A role for the media
December 18, 1999
Reports in the CPU News, the newspaper of the Commonwealth Press Union whose members are newspapers throughout the Commonwealth, are a salutary reminder of the fact that the struggle for press freedom never ends. The free press is continually under serious threat in various parts of the Commonwealth from Malaysia to Fiji to Sri Lanka to Pakistan to Kenya to Zambia and, outside the Commonwealth, to Colombia, Mexico and elsewhere. The countries sometimes change as governments and conditions change. But in Commonwealth and other countries journalists and editors are continually under siege from governments and other interests who seek to prevent them from carrying out their basic task namely to report the facts as fairly and objectively as they can.
Journalism can be a dangerous occupation where vested interests do not want the facts revealed for one reason or another and journalists have been harassed, imprisoned and even murdered. It is good to remind ourselves both of the suffering of our colleagues in other countries and of the honourable and difficult task we have undertaken and the corresponding duty to carry it out with a high degree of professionalism and responsibility. To the extent that we fail to do this we betray our calling.
In an interesting speech in November to the World Press Freedom Committee in Washington Mr James D. Wolfensohn, the president of the World Bank, highlighted one of the important roles he feels the press has to play. Mr. Wolfensohn, talking about empowering the poor by giving them a voice, said:
"A free press is not a luxury. A free press is at the absolute core of equitable development, because if you cannot enfranchise poor people, if they do not have a right to expression, if there is no searchlight on corruption and inequitable practices, you cannot build the public consensus needed to bring about change"

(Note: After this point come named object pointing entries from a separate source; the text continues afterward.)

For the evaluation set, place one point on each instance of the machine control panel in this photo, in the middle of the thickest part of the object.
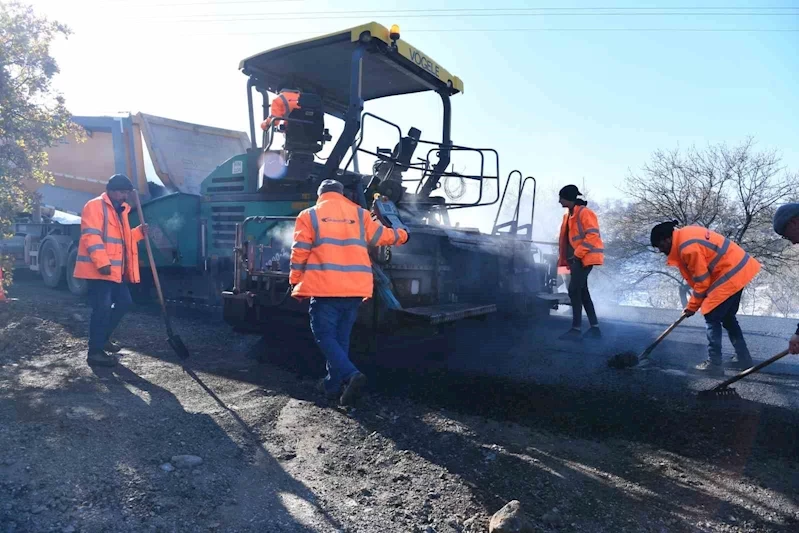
(387, 213)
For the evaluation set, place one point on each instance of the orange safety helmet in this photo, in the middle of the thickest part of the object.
(286, 101)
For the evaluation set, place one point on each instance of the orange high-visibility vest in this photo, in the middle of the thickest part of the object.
(104, 238)
(581, 228)
(329, 257)
(281, 107)
(714, 266)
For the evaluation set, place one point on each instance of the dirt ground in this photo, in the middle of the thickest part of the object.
(85, 450)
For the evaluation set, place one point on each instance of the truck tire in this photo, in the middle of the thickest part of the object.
(51, 263)
(77, 286)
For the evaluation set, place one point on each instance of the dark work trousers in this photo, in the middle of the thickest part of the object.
(724, 316)
(332, 320)
(110, 301)
(579, 295)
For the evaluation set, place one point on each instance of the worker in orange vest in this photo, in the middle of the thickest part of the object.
(330, 264)
(717, 270)
(786, 223)
(281, 107)
(580, 250)
(108, 257)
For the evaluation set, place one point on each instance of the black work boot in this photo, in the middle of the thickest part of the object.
(593, 333)
(574, 334)
(111, 346)
(739, 363)
(100, 358)
(352, 389)
(710, 368)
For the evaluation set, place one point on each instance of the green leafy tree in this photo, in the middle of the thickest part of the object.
(32, 114)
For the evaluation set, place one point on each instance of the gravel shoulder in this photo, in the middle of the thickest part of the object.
(84, 450)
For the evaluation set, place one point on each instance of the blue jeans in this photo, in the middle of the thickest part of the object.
(332, 320)
(110, 301)
(724, 316)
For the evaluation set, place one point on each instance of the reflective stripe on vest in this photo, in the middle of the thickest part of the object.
(582, 232)
(87, 259)
(113, 240)
(331, 267)
(712, 265)
(286, 104)
(725, 278)
(318, 241)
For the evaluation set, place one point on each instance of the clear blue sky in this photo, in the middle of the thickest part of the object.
(560, 96)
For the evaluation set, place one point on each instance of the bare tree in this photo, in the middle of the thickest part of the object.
(731, 190)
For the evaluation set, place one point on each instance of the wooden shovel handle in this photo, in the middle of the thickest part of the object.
(152, 262)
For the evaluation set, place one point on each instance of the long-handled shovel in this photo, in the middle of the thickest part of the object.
(723, 390)
(628, 359)
(174, 340)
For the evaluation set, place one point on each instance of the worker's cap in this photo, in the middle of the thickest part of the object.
(783, 216)
(330, 186)
(119, 182)
(570, 193)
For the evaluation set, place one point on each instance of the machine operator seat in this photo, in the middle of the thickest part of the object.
(300, 117)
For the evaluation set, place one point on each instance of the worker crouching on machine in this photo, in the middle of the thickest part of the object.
(330, 264)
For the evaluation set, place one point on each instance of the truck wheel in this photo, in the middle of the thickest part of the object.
(77, 286)
(51, 264)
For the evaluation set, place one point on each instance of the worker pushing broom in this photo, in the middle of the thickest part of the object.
(717, 270)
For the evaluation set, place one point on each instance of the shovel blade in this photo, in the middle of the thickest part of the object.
(725, 393)
(177, 345)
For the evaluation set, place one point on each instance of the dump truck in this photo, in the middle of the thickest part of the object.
(231, 244)
(181, 155)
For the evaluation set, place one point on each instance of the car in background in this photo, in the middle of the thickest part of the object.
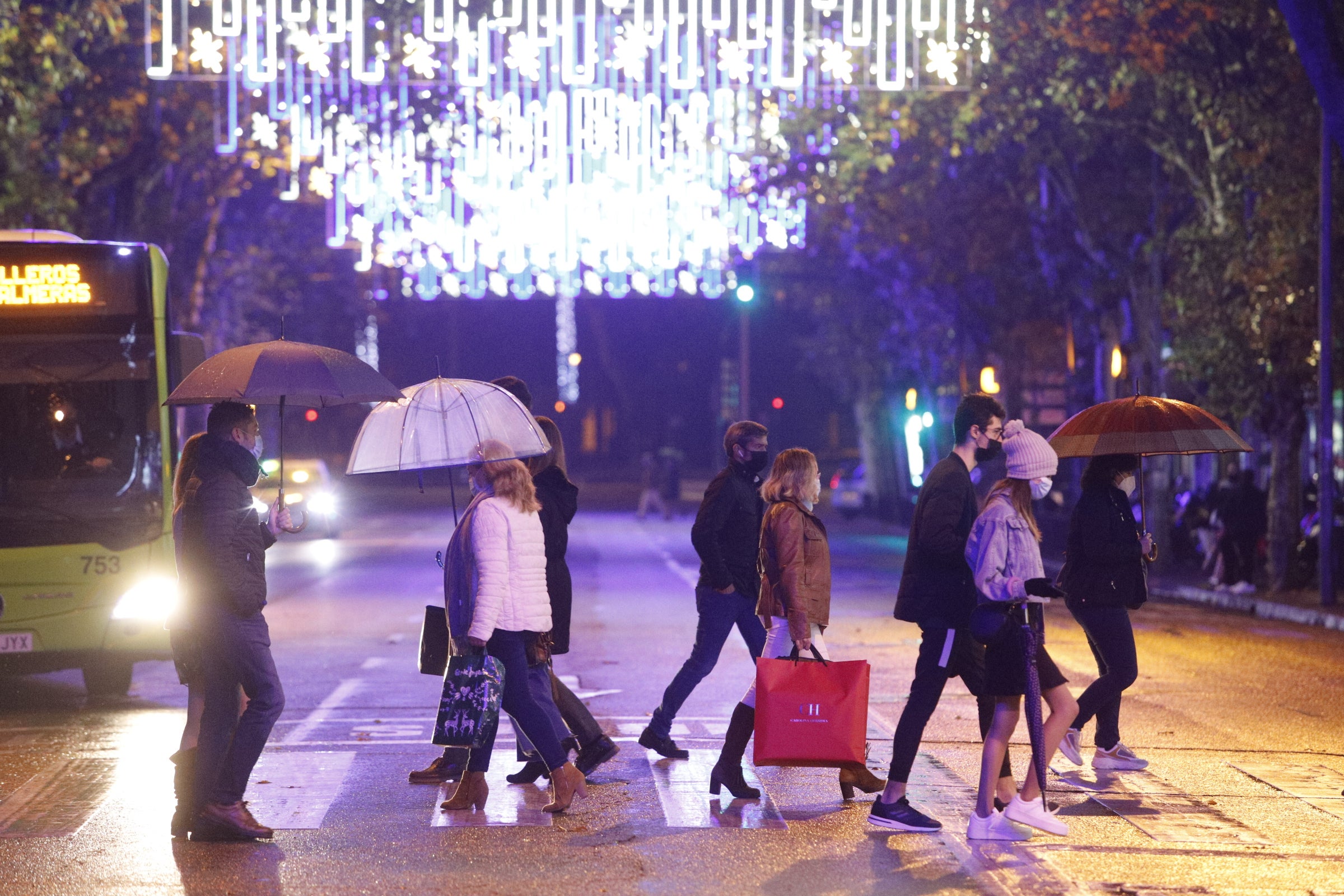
(850, 491)
(308, 493)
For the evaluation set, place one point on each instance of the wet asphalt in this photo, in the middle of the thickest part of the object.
(1224, 704)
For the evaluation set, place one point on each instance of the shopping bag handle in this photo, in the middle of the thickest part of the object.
(815, 654)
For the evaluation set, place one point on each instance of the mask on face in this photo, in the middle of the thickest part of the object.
(756, 461)
(990, 452)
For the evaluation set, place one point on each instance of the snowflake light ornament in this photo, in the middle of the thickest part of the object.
(320, 182)
(525, 55)
(942, 61)
(837, 61)
(733, 59)
(312, 52)
(207, 50)
(418, 55)
(265, 130)
(628, 52)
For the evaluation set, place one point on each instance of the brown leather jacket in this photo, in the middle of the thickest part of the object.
(795, 568)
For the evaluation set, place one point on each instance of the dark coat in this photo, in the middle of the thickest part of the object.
(727, 533)
(223, 551)
(1104, 566)
(559, 503)
(937, 587)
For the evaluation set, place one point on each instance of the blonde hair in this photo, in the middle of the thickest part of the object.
(792, 476)
(186, 468)
(556, 457)
(507, 476)
(1019, 494)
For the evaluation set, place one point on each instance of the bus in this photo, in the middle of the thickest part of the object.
(86, 456)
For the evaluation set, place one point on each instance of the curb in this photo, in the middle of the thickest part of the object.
(1245, 604)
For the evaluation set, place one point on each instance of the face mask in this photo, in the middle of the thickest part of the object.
(990, 452)
(756, 461)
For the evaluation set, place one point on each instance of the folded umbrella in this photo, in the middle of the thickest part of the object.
(281, 371)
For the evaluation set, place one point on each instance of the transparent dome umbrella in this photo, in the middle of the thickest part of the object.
(442, 422)
(279, 371)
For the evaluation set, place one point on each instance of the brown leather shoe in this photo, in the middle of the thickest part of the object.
(227, 821)
(472, 790)
(437, 773)
(566, 783)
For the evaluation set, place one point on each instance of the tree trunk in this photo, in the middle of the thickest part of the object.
(878, 449)
(1287, 428)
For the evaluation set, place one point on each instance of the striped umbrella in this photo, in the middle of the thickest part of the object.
(1144, 425)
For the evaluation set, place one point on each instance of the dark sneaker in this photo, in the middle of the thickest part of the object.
(663, 746)
(437, 773)
(902, 816)
(601, 750)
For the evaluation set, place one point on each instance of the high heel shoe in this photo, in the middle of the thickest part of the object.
(731, 778)
(472, 790)
(858, 776)
(566, 785)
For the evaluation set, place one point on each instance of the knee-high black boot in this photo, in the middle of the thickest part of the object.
(183, 781)
(727, 772)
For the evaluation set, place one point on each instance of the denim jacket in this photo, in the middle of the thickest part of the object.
(1003, 553)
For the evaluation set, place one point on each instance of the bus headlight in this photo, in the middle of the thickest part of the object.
(152, 598)
(323, 503)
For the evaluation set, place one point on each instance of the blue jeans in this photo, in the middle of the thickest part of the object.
(510, 648)
(718, 614)
(234, 652)
(1112, 641)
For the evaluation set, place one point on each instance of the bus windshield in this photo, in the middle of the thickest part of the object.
(80, 442)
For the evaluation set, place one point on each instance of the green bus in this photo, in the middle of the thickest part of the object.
(86, 453)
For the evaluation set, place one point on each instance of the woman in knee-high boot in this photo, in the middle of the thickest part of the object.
(795, 606)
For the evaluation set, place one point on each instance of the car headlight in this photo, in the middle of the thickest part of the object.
(151, 598)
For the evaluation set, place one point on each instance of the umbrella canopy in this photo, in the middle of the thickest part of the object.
(440, 423)
(1144, 425)
(279, 371)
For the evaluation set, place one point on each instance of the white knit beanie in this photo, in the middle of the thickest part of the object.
(1030, 456)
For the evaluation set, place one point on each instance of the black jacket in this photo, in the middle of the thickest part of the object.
(223, 553)
(559, 501)
(1104, 566)
(727, 533)
(937, 587)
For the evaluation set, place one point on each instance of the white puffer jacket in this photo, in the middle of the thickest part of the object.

"Studies at the bank show that the higher the level of press freedom in countries, the higher the control of corruption. Studies show, too, that there is a strong positive correlation between voice and accountability and measures such as per capita income, infant mortality and adult literacy. And yet we know from Freedom House that just l.2 billion people live in countries with access to a free press, that 2.4 billion live without a free press and 2.4 billion have access to a partially free press"
"What sets the poor apart from the rich is lack of voice. They feel they are not represented, they cannot convey their needs to authorities, they do not have the power to bring a searchlight upon conditions of inequity. Poverty is not just about money. Poor people want to be able to express themselves, to elect their own people and to gain access and representation.
" If you do not have the right to voice and the ability to expose issues, which is of course tied to the freedom of the press, you remove the right to equitable development. It is that simple. And each country needs to ensure this right from within. It needs to listen to its own voices to get the ideas moving that can change society".
To do our job well, in other words, we cannot limit ourselves to reporting what government ministers, business leaders, trade union bosses and other prominent figures say. We have to have our ear to the ground, so to speak, to be interested in what the ordinary people have to say and to allow them to voice their concerns. This is achieved partly through making letter columns widely available. But editors may have to do more than this to discharge this duty. They may have to make a special effort to understand and expose the problems of development from the standpoint of the poor, with particular reference to problems of unemployment, health and housing. That is the vista Mr Wolfensohn was seeking to open.